Such a parachute drop could only make one cringe… the choice of regimental commanders was therefore surprisingly less controversial. Thus, the 1. Regiment is entrusted to the emblematic Major Wilhelm Walther – whose name is unanimous in the ranks – while the second finally falls (after an interim provided by Oberst Wolfgang von Kobelinsky**) to Major Franz Pfeiffer – a veteran of the 1. Gebirgsjäger it's true, but also an authentic alpine Jaeger who will know how to preserve the traditions of the specialized units. Not that this designation was immediately important – in fact, the majority of the battalions of the 2. Regiment will leave for the front without their parent unit having been able to be created...

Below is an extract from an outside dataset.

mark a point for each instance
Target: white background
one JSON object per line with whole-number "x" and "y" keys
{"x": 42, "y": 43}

Thus, on May 1943, the division was declared ready for combat. All its components are transferred during the month to northern Greece, to barracks in Ioannina and Kozani - that is to say on the rear of General Löhr's 12. Armee, supposed to block the 18th Army Group allies in the Peloponnese. Dressed in a distinctive new uniform (with light green piping, oak leaves of the Jägers on a metal badge stapled to the left side of the cap, and a silver Brandenburg sweatband sewn onto the right sleeve in place of the Hunters' badge), the Brandenburgers will then confine themselves to the thankless task of fighting against the Partisans, despite some final outbursts that we will describe.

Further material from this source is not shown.